Plusieurs Français qui ont étudié de l’extérieur le Québec et son histoire l’ont bien compris. Le 26 novembre 1831, Alexis de Tocqueville observait ce qui suit, lors d’un voyage au Bas-Canada : « Je viens de voir dans le Canada un million de Français braves, intelligents, faits pour former un jour une grande nation française en Amérique, qui vivent en quelque sorte en étrangers dans leur pays[1]. » Heureusement, tous ne se sont pas laissé aller à la tentation de l’assimilation, gage d’un meilleur statut social et économique. Comme l’écrivait André Siegfried en 1905, « L’Angleterre a conquis la Nouvelle-France, mais elle n’a pu détruire ou assimiler les colons que nous y avions laissés. (…) Ils sont devenus aujourd’hui tout un peuple de 1 640 000 âmes. (…) Son vrai domaine, sa forteresse imprenable est la province de Québec, où les Français sont 1 322 000 sur 1 648 000 habitants[2]. » Le reste « fait partie de l’histoire », comme on dit. Le Québec existe, mais sa pérennité en tant que nation distincte – tant par son identité fondée sur l’usage de la langue française, que par ses institutions et ses politiques originales, n’est toujours pas assurée, malgré la fausse sécurité que lui procure la Charte de la langue française.
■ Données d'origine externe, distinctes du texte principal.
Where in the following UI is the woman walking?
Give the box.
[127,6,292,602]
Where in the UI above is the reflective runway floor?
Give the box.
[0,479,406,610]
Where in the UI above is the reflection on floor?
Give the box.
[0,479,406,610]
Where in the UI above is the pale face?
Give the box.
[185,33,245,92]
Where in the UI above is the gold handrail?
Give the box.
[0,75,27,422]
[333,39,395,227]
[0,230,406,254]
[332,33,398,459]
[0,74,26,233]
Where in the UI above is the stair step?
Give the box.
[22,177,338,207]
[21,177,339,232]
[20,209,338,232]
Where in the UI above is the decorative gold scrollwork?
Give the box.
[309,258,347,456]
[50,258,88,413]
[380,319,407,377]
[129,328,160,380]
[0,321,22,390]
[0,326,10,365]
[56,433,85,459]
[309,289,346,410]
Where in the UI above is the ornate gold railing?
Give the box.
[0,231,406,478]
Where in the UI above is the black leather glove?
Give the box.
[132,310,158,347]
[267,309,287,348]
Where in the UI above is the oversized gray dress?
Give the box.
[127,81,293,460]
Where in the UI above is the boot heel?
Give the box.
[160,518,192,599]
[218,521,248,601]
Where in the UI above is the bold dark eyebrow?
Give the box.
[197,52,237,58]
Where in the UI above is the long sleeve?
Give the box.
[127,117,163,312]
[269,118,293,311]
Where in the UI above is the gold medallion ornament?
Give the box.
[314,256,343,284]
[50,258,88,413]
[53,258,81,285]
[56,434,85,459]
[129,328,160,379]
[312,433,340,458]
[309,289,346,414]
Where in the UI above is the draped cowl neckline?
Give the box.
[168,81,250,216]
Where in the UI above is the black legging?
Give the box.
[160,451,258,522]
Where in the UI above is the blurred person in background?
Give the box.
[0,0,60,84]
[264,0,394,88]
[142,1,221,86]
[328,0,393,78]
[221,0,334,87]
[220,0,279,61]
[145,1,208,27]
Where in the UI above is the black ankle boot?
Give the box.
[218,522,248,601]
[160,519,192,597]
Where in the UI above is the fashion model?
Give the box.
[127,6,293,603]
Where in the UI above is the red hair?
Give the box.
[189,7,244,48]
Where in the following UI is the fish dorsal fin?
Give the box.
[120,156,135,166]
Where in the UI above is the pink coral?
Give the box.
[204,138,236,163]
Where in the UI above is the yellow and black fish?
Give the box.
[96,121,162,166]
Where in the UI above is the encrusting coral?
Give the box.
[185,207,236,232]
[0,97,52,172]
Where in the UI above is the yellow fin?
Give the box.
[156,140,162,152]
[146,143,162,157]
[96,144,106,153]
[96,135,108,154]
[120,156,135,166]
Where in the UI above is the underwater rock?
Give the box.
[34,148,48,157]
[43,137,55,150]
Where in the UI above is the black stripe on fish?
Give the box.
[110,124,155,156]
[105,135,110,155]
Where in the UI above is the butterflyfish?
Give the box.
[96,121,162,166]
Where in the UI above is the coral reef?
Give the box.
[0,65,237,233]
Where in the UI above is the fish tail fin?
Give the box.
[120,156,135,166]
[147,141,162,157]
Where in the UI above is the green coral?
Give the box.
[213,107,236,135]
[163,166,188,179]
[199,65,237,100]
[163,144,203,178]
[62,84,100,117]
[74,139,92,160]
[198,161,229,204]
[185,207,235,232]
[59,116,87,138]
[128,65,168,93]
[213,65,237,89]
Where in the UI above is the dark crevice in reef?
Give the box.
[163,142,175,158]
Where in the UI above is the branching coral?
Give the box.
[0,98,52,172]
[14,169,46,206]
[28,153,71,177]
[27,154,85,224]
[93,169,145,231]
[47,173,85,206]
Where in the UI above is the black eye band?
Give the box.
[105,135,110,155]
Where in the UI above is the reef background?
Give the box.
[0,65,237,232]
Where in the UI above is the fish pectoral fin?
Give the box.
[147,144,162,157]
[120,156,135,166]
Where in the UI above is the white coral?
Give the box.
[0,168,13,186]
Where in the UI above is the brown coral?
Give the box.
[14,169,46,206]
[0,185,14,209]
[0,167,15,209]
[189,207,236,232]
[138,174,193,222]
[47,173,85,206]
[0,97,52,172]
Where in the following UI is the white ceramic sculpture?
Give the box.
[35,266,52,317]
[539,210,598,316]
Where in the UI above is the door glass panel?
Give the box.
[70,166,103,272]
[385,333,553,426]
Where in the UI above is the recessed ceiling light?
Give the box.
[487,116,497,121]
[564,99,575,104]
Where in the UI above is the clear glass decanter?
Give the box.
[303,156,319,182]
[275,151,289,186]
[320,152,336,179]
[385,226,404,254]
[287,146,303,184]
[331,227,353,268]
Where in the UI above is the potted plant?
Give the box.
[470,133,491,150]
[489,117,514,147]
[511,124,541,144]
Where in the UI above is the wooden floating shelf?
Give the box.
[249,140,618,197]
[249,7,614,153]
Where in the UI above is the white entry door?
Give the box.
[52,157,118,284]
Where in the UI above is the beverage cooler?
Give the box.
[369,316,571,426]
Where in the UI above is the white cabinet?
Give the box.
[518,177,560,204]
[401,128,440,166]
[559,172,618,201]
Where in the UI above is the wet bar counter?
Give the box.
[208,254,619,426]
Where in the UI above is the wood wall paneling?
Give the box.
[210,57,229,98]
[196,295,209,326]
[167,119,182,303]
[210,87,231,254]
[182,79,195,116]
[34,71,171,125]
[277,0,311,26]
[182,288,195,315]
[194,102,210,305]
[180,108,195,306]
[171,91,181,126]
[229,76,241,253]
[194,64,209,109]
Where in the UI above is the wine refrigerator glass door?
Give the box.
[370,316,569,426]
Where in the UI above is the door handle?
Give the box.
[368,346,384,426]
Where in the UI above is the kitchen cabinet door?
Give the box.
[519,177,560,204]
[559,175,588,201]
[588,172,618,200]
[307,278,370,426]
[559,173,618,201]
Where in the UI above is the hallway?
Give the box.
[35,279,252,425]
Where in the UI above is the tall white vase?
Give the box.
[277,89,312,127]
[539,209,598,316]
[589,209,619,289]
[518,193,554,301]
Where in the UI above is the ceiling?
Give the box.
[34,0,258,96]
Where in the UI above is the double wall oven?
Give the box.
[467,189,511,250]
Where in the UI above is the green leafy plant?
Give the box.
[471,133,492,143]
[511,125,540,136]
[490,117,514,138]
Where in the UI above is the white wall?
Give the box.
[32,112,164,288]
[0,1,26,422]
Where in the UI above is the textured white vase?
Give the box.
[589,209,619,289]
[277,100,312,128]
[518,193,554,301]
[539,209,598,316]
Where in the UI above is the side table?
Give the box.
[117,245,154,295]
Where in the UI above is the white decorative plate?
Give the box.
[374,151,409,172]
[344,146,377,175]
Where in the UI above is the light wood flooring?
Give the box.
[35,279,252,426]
Paradoxalement, c’est cette fragilité, cette précarité de la
nation québécoise qui lui donne sa créativité, sa capacité de se réinventer
sans cesse. On peut trouver que les Québécois ont une agaçante la mentalité
d’assiégés, celle-ci nourrit leur imaginaire. C’est précisément au moment où
elle se libérait d’un cléricalisme et d’un conservatisme devenus trop lourds,
qu’ils faisaient une « Révolution tranquille » que Charles de Gaulle
est intervenu. Et contrairement aux observateurs français précédents, il était
en mesure d’agir sur les événements. Certes, on dira qu’il voulait embêter ses
rivaux anglo-saxons, Britanniques et Américains, mais il avait également
conscience de payer « la dette de Louis XVI » : l’abandon de ces
« quelques arpents de neige » que Voltaire avait dédaigneusement
conseillé de laisser aux Anglais.
Quelques exemples
Quelques exemples
À peine rentré de son deuxième voyage au Québec, en avril
1960 – il était déjà venu en juillet 1944 –, il avait la certitude que l’histoire
y était sur le point de basculer et qu’il devait lui donner un coup de pouce. À
son retour de voyage, il aurait dit à son ministre Malraux : « Il y
a, me semble-t-il, un énorme potentiel français au Québec. Veuillez vous en
occuper. » Puis, la veille de la visite du ministre québécois
Georges-Émile Lapalme venu proposer l’ouverture d’une délégation du Québec :
« Malraux, il faut s’occuper du Québec[3]. »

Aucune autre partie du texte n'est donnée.